# Kostenloser Test möglich?



## NineEleven (6. März 2012)

*Kostenloser Test möglich?*

Hallo zusammen!

Als StarWars-Fan und ehemaliger WoW-Spieler reizt mich SWTOR durchaus. Aber mal eben ne schöne Stange Geld auszugeben, um festzustellen, das es mir nicht gefällt möchte ich nicht. Kann mir jemand sagen, ob es ähnlich wie bei WoW möglich ist, das Spiel mal ein paar Tage kostenlos zu testen?

Danke!


----------



## Bambusbar (6. März 2012)

*AW: Kostenloser Test möglich?*

Ich glaube, dass ab heute nachmittag die Leute die es schon spielen jemanden einladen können, um das Game zu testen.

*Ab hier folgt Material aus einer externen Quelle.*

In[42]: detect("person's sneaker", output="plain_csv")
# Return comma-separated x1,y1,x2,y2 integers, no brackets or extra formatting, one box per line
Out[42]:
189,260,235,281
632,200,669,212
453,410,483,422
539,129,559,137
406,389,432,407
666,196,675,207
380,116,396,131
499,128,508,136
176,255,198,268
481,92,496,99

Star Wars: The Old Republic - Site Unavailable
Das Forum funzt, die Seite selber is nur down, das ist immer so bei Serverwartung (haha, warum auch immer).

Also wenn du jemanden kennst ,ders zockt, kann er dich einladen.


----------



## NineEleven (6. März 2012)

*AW: Kostenloser Test möglich?*

Hm, ist natürlich blöd, wenn keiner im Freundeskreis SWTOR zockt.....


----------



## Bambusbar (6. März 2012)

*AW: Kostenloser Test möglich?*

Tja, da haben die Leute mal wieder gedacht von 12 bis Mittag.
Ich hätte ja gesagt " Mach dir n Acc auf der Seite und frag im Forum, ob dich jemand einlädt" aber tja ..da können nur Leute posten, die auch n laufendes Abo haben ... 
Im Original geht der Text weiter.